L’accord de libre-échange nord-américain a été approuvé aux États-Unis

WASHINGTON — Le nouvel accord de libre-échange liant Canada, États-Unis et Mexique (ACEUM) a été définitivement approuvé jeudi par le Congrès américain, un vote que Donald Trump peut revendiquer comme une nouvelle victoire économique le jour même du début de son procès en destitution.

L’accord a été approuvé au Sénat à 89 voix contre 10.

Le vote a eu lieu moins de 24 heures après la signature d’un traité commercial « historique » avec la Chine qui a scellé une trêve à la guerre commerciale et offre du répit aux agriculteurs et industriels américains, ceux-là même qui avaient porté le président républicain au pouvoir en 2016.

La signature du président Trump, indispensable sur les textes de loi, ne fait aucun doute en raison de son soutien à ce traité, qui est une version modernisée de l’accord de libre-échange nord-américain (ALENA), entré en vigueur en 1994 et longtemps décrié par l’hôte de la Maison-Blanche.

La Chambre des représentants américaine, à majorité démocrate, avait consenti à donner son aval le 19 décembre 2019, à l’issue de longues discussions avec l’administration Trump et au prix de nombreux amendements au texte initial dévoilé fin 2018.  

L’ACEUM amendé a déjà été ratifié par le Mexique le 10 décembre, et devrait l’être sans problème par le Canada dans les semaines qui viennent.

«Rééquilibrer la relation»

Le président mexicain, Andrés Manuel Lopez Obrador, a salué dans une vidéo diffusée en ligne « une bonne nouvelle ».  

« Cet accord historique modernise et rééquilibre notre relation commerciale avec le Canada et le Mexique », a salué le secrétaire américain au trésor Steven Mnuchin dans un communiqué.
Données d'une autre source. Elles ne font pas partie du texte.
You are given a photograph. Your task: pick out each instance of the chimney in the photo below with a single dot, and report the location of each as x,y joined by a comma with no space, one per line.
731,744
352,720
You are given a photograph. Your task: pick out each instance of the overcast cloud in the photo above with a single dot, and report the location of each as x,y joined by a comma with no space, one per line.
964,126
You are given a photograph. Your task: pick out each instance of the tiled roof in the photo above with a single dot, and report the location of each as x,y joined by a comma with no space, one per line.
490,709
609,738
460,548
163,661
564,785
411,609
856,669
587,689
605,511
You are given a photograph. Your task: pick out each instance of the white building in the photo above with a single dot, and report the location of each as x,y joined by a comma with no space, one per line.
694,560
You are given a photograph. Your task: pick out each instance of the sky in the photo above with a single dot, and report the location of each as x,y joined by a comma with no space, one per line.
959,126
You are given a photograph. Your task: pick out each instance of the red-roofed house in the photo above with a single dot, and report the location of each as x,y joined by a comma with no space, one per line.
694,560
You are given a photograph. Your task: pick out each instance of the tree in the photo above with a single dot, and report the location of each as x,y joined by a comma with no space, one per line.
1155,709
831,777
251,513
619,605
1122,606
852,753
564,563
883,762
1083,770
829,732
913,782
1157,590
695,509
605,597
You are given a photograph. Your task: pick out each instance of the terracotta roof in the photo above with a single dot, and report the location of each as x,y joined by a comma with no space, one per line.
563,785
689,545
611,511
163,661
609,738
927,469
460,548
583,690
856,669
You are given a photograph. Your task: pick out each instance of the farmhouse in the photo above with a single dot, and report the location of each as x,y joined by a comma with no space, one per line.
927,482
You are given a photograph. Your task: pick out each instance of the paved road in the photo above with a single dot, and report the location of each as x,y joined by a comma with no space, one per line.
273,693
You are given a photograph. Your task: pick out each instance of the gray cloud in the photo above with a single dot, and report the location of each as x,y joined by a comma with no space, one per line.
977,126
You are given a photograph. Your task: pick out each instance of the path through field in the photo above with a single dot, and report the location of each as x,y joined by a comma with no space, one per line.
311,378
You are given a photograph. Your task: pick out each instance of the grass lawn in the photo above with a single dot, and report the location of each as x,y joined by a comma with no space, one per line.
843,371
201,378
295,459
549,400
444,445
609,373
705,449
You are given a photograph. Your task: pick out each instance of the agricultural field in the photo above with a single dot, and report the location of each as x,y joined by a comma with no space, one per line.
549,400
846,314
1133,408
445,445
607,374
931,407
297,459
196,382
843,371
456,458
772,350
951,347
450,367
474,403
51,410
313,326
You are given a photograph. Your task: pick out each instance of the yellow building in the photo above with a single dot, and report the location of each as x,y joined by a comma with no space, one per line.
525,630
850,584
Il a également assuré que cela réalisait « une nouvelle promesse du président Trump de négocier des accords équitables et réciproques », en pleine campagne électorale pour son second mandat à la Maison-Blanche.

Avant même d’être élu, Donald Trump en campagne avait qualifié l’ALENA de « pire accord commercial de l’histoire » américaine et promis qu’il le renégocierait.

Il le rendait responsable de la destruction de nombreux emplois américains du secteur automobile en raison de délocalisations massives au Mexique, où la main-d’œuvre est moins chère.

Les tractations avaient ainsi démarré en août 2017 quelques mois après son arrivée dans le bureau Ovale.

Ottawa et Mexico avaient, eux, admis que cet accord, vieux d’un quart de siècle, conclu avant l’ère d’internet et des problématiques environnementales, avait besoin d’une cure de jouvence.

À l’issue d’un marathon de négociations, l’ACEUM avait été signé par les trois pays concernés, dans sa version initiale, fin novembre 2018.

Mais les démocrates américains, sous la pression de la principale fédération syndicale du pays, avaient retoqué le texte, exigeant des amendements pour obtenir de Mexico des garanties sur sa réforme sociale sur l’emploi.

La présidente démocrate de la Chambre des représentants, Nancy Pelosi, a ainsi salué dans un communiqué un accord « transformé sous l’impulsion des démocrates, pour les travailleurs américains, les patients américains et l’environnement ».

Croissance

Ce vote vient conclure « une année d’intenses négociations […] qui ont sans aucun doute amélioré le traité pour tous et en particulier pour le Mexique », a commenté sur Twitter Jesus Seade, négociateur commercial en chef du Mexique pour l’Amérique du Nord.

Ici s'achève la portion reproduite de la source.